ぬこ日和
「モフれーーー!」
私はシャケ入りまんまで誘き出したぬこ(ネコではない! ここ重要!)に全力で突撃した。
「う、わぁあああ!」
ぬこが怯え、逃げ出そうとする。
けれど、私は逃がさない。
「ぐへへ、もふもふさせろ〜」
「怖いお姉さんがいるーー!!?」
ぬこはシッポをピンと立てて威嚇する。
「私に見つかったのが運の尽きよ……にゃおー」
私はぬこを全力でハグすると、ハグしたまま地面を転がった。
そして数十分後。
「ぬこ可愛いよ。
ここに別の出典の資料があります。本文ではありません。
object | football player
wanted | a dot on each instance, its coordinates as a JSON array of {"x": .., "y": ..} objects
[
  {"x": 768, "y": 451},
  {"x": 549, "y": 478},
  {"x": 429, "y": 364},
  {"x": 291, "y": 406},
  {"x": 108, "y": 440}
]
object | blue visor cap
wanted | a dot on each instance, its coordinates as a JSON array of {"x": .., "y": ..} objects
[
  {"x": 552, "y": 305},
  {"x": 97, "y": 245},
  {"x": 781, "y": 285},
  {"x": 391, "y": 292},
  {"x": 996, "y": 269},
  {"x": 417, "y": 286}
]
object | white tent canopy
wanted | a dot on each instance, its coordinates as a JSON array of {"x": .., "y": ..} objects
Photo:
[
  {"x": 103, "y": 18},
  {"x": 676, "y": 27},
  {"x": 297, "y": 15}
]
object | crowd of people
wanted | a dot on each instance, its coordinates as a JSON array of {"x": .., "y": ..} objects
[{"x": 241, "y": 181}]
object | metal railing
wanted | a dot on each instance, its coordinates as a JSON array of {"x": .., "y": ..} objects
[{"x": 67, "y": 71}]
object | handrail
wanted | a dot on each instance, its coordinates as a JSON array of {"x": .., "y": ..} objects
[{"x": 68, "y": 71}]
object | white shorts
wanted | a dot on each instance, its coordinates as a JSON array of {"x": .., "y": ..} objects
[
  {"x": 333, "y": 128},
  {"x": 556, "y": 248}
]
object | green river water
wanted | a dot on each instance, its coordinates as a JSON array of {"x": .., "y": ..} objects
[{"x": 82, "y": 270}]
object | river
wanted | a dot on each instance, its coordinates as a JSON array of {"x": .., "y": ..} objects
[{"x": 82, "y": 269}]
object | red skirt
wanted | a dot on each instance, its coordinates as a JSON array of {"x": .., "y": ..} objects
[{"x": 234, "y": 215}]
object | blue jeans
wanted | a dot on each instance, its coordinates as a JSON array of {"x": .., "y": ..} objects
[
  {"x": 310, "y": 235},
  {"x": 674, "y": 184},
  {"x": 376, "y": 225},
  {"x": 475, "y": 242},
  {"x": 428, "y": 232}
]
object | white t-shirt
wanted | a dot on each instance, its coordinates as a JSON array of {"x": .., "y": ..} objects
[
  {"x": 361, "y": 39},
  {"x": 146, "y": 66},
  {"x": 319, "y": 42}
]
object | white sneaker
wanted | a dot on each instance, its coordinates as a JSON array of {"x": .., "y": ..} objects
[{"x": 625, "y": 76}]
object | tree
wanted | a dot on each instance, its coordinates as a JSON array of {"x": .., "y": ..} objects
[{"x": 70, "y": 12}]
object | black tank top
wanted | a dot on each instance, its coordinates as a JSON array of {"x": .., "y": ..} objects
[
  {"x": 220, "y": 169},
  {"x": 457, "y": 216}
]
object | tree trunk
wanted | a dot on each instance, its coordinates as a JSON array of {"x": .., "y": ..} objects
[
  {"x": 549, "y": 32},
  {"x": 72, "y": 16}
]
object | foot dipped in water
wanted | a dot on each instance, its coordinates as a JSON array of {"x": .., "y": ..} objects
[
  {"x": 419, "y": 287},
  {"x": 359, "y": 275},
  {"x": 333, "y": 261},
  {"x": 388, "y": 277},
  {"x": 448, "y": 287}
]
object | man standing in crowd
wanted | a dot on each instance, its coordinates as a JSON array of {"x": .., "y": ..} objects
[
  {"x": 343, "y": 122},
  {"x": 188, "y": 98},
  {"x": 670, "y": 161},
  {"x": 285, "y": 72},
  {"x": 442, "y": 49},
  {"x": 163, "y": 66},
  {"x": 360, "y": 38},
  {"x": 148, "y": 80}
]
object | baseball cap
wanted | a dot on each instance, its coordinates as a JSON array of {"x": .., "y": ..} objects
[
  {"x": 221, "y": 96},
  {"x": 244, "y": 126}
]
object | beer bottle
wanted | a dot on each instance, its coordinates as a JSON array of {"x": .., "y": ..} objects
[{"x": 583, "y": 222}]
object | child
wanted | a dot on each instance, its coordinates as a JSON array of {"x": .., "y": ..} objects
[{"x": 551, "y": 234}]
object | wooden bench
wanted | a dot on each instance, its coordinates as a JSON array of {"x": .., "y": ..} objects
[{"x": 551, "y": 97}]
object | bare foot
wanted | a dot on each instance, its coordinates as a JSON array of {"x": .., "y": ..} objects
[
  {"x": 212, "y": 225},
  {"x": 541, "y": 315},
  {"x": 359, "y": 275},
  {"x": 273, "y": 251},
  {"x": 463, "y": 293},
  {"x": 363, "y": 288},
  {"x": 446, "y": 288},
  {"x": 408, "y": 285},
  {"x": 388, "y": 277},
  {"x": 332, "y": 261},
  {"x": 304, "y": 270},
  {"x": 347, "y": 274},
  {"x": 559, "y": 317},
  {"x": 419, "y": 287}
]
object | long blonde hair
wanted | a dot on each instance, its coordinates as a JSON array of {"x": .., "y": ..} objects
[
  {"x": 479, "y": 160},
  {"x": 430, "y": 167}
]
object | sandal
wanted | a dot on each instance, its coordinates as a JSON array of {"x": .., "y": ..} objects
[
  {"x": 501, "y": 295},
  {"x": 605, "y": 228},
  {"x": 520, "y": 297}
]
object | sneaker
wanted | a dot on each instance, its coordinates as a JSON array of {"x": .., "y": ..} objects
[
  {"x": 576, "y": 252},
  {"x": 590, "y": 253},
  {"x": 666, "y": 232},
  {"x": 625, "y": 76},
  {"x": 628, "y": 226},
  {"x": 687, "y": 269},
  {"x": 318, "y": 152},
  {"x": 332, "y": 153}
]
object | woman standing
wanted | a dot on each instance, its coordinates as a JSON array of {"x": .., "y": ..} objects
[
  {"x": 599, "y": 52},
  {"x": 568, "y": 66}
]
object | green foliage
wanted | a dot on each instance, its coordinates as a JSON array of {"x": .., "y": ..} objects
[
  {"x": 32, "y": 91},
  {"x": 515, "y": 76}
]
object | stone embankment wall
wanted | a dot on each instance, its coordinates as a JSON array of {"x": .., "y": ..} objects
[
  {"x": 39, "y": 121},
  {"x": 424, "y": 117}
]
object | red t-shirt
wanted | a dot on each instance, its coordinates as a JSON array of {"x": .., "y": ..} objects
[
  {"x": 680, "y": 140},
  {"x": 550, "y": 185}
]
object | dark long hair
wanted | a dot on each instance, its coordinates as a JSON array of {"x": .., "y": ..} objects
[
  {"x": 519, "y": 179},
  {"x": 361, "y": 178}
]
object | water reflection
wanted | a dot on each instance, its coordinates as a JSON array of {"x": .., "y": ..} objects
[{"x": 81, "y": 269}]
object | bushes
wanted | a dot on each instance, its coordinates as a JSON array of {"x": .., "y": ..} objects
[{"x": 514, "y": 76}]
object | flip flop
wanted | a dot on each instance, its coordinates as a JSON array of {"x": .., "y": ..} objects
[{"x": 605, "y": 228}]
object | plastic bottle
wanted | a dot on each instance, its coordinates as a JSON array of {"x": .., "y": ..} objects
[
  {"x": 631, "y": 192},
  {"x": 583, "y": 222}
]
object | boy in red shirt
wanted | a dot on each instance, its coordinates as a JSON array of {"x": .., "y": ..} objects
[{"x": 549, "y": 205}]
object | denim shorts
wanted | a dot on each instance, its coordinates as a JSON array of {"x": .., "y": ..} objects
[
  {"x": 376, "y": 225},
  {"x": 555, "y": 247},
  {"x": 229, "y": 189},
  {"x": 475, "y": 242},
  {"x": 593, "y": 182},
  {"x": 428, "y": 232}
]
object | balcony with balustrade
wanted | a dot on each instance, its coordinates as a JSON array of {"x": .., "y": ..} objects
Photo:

ぬこ可愛いよ……ぬこ可愛い……」
ブツブツとぬこを撫でながらつぶやく怪しい人が現れる事案発生。
拘束がゆるくなったことに気付いたぬこが、にゃあと可愛く泣きながら私の顔をゆるくパンチしてきた。
私にはこう聴こえる。
「い、今だ! ぬこパンチ!」
ぐへへ。
可愛いなあ。
「もふもふさせろ〜このやろー!」
もふもふ。
もふもふもふもふ。
もふもふもふもふもふもふ。
「は、はっくしょん!」
あ、鼻水。
え!?
まさかぬこアレルギー?
まさかね。
「お姉さんが呆然としている間に……」
ぬこはスルリと私から逃げて行く。
だが。
「シッポが……!?」
ぬこのシッポを私はしっかりと掴んでいた。
「お風呂、マタタビ、猫じゃらし、お姉さんと、楽しいこと……はっくしょーん!!」
「大丈夫?」
ぬこが心配そうに聞く。
「大丈夫じゃないな……」
私は軽く火照りながら、にへらと笑った。
「だからさ。モフらせて?」
結局、風邪で寝込みました。
それからもふもふしたぬこと仲良くなったのは別の話。